Fayer's mixed media paintings evoke an ephemeral natural world, poised in a delicate balance between dynamism and tranquility, movement and harmony.
Fayer creates her mixed media works through a combination of printmaking and painting. She uses handmade stencils and stamps to print patterns and lines onto very thin Japanese paper. This is then applied to the canvas in layers and painted over with acrylic medium, which causes the paper to dissolve into transparency. Only the printed marks remain, interspersed with rich swathes of acrylic paint. Throughout this process, the surface of the canvas undergoes constant changes, hundreds of micro-decisions, revisions, additions, and overlays.
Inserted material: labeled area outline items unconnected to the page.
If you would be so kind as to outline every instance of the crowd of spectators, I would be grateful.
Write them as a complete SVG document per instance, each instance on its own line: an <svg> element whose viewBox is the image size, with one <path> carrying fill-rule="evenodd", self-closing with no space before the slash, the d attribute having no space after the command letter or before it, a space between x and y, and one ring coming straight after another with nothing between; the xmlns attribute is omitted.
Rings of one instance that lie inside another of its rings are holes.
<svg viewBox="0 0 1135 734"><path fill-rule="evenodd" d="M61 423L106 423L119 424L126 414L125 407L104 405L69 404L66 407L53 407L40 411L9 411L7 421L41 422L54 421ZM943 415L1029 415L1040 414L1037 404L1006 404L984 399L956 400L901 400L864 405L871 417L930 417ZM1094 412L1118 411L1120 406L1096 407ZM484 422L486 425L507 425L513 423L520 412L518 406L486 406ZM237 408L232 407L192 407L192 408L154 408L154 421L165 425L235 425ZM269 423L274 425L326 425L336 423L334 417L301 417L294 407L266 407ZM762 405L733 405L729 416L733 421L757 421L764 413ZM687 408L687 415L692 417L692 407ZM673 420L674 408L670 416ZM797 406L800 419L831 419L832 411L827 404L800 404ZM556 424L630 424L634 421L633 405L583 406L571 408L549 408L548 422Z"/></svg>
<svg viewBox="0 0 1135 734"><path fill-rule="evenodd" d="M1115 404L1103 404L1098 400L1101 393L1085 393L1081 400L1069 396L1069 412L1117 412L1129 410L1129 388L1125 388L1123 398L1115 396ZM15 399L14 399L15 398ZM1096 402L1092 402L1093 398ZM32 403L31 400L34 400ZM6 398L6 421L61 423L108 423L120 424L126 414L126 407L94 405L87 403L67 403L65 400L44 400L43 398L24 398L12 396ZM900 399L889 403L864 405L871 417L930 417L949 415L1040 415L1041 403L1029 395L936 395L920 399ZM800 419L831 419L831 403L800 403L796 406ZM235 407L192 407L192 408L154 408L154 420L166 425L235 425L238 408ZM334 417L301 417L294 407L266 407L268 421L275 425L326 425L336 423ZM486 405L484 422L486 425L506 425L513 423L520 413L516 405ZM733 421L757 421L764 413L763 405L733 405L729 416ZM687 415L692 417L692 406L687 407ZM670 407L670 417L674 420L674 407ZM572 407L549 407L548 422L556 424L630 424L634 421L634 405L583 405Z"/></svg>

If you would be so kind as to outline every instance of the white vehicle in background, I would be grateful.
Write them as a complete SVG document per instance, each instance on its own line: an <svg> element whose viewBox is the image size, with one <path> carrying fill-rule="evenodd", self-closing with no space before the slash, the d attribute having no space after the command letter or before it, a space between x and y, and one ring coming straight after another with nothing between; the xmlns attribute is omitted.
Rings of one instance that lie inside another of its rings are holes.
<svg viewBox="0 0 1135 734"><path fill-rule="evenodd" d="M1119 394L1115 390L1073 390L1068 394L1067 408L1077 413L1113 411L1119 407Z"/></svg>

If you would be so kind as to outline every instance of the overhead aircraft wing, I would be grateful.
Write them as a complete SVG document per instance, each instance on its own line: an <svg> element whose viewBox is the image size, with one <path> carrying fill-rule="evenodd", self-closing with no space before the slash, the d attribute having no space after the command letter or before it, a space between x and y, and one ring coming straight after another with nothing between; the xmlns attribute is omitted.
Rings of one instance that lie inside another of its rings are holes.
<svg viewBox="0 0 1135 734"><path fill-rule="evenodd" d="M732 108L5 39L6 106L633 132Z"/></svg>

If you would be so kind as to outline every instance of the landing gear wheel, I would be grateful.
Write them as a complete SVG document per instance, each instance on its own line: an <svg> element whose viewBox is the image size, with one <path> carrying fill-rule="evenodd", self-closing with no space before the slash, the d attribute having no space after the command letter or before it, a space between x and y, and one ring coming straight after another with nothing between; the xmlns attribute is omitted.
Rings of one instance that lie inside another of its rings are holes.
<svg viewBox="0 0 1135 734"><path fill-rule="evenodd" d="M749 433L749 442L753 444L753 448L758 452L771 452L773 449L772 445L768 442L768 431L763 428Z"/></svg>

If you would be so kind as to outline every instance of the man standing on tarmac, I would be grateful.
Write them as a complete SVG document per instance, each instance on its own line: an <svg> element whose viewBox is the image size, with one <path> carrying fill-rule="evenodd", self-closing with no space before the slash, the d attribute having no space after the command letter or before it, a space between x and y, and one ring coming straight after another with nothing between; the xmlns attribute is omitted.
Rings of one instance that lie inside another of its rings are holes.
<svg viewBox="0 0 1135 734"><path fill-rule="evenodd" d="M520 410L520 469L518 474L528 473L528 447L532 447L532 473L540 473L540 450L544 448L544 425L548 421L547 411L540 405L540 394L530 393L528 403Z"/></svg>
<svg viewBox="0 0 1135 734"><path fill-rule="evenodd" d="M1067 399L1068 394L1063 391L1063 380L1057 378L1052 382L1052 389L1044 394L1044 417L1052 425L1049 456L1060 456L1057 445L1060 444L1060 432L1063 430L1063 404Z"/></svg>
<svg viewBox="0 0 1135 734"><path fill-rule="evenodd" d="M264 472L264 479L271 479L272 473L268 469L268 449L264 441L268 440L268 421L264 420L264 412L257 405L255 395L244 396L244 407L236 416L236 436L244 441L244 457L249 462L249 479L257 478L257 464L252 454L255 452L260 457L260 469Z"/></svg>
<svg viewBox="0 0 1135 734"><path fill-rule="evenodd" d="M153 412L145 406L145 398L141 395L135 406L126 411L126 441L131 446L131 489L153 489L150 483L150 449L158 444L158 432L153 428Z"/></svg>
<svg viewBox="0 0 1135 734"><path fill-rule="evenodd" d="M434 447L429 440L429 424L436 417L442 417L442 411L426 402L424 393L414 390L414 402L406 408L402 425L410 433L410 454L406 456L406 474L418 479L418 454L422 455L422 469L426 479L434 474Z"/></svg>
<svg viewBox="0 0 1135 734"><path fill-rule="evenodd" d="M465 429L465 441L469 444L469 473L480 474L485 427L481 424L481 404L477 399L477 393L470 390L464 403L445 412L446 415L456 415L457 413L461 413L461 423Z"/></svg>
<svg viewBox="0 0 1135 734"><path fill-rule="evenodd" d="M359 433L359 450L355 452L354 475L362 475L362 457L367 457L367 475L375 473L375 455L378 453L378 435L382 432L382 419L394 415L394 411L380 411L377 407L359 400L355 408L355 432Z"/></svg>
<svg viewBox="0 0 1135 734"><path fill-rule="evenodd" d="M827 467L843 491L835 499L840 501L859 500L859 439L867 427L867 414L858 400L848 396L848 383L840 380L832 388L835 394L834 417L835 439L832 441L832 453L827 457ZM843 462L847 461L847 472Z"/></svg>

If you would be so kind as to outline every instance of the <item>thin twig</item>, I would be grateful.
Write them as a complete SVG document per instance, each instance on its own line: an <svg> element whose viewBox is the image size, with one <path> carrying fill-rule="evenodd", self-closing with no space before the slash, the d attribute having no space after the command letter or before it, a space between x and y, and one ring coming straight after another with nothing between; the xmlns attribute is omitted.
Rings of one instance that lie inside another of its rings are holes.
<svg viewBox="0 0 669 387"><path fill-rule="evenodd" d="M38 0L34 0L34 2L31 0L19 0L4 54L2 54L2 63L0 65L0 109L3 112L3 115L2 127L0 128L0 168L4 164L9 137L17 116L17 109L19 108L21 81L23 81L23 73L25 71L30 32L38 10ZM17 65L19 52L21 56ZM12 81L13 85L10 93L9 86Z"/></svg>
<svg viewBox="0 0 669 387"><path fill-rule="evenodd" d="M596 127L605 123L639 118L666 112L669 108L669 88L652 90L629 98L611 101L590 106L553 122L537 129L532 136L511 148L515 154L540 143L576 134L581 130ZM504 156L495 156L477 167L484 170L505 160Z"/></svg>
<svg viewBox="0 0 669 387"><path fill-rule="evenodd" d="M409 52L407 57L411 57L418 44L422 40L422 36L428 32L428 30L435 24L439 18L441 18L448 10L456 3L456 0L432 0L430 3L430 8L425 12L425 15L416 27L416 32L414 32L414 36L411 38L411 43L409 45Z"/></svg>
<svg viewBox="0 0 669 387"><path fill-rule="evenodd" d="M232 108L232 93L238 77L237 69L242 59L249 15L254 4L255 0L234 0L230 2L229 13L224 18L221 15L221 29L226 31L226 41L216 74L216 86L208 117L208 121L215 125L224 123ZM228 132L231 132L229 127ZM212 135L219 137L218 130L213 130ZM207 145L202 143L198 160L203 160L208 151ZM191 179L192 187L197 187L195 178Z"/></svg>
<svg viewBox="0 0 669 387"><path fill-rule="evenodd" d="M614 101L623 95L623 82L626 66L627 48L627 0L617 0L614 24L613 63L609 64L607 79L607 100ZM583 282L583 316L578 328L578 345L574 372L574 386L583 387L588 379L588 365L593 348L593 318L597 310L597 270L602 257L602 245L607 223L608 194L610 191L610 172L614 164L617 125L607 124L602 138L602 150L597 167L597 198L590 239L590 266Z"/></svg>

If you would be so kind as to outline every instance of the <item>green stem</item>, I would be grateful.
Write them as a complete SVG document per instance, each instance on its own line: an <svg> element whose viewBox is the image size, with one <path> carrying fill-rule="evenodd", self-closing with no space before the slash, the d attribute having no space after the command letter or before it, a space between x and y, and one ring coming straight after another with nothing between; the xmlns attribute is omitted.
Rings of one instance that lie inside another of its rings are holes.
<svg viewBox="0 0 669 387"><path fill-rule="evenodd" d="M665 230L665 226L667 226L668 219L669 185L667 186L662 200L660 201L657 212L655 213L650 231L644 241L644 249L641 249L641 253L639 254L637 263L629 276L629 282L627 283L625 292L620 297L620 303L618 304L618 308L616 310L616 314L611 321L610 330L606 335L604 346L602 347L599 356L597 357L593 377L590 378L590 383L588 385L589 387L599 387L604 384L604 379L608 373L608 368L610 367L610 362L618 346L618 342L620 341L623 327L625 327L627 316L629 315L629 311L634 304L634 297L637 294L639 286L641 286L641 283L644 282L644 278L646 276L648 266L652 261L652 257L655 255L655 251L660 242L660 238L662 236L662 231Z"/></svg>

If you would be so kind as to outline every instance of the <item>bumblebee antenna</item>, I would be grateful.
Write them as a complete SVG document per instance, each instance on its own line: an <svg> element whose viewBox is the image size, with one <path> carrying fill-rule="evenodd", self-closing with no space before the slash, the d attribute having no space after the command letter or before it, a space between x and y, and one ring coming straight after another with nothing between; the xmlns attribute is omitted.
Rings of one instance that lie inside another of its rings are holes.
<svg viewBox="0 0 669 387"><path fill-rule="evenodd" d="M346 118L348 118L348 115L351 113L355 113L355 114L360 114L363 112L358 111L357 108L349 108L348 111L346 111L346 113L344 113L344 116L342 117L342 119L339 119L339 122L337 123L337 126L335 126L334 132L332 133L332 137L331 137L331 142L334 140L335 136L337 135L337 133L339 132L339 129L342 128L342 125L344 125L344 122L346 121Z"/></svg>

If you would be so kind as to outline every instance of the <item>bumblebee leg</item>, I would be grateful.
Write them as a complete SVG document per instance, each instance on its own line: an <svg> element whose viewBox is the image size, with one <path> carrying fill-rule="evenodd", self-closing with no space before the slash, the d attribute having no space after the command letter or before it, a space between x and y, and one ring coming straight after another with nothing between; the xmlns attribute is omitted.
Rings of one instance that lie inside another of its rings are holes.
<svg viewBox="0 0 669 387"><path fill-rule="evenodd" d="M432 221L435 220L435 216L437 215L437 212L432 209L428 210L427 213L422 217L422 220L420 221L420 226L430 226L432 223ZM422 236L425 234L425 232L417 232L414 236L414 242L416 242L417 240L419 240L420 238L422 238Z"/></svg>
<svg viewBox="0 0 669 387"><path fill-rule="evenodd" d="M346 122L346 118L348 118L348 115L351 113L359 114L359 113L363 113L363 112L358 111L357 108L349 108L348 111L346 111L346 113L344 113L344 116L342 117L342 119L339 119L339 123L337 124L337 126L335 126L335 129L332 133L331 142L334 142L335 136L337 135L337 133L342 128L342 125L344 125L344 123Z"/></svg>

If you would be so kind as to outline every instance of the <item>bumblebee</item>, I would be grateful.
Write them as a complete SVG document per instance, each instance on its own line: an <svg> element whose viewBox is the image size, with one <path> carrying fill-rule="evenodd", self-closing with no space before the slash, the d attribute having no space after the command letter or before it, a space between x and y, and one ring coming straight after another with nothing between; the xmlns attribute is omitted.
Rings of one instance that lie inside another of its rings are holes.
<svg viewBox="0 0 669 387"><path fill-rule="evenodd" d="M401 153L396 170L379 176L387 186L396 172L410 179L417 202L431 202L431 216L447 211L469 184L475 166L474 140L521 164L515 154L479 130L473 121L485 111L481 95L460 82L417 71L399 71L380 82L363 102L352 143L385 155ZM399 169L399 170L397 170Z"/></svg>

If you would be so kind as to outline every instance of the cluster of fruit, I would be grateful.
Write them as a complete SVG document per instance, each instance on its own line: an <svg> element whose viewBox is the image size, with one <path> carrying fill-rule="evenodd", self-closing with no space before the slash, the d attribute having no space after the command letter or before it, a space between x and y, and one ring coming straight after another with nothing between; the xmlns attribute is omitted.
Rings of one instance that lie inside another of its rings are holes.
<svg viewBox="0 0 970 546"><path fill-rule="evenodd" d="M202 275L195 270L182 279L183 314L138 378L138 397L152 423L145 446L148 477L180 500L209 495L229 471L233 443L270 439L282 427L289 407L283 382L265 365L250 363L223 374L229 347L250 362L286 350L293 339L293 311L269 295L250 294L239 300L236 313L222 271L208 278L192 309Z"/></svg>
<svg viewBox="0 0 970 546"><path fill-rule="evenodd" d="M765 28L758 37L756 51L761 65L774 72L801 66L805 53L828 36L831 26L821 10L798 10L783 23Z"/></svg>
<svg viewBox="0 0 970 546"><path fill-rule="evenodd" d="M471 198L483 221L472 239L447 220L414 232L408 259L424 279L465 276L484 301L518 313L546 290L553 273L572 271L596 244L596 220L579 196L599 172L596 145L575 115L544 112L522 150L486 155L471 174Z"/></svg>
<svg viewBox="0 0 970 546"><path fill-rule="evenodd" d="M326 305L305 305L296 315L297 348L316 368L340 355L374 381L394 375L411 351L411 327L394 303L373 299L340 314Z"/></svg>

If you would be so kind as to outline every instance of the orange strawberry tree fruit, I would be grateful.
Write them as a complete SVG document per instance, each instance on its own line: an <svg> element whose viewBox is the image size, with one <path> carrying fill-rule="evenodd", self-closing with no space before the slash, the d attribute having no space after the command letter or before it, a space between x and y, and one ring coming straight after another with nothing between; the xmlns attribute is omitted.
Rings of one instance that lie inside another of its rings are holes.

The resulting effect creates a world of constant movement and change, where printed images float and weave among the painted washes of color.
“I rely on visual memories of childhood years living in Japan and allow the memories to help shape my sensibilities,” says Fayer. “When I think back on these years, the memories are vast and fluid.” Capturing the fluidity of her memories abroad, Fayer’s pieces have a quiet but incessant, organic rhythm. Her imagery is based on waves, wind, moving trees, and music. Although much of Fayer’s work is nature-based and inspired by landscapes, she rarely relies on specific scenes or spaces, preferring to source from abstracted sense-impressions of movement and unusual juxtapositions.
Laura Fayer is a graduate of Harvard University in Visual and Environmental Studies and holds a Master of Fine Arts in painting from Hunter College in New York City. She has received a Pollock-Krasner Foundation grant, as well as grants from International Residencies for Artists and the Massachusetts Cultural Council. She has been a fellow at the MacDowell Colony in NH, Yaddo in Saratoga Springs, NY, and the Bemis Center for Contemporary Art in Omaha, NE.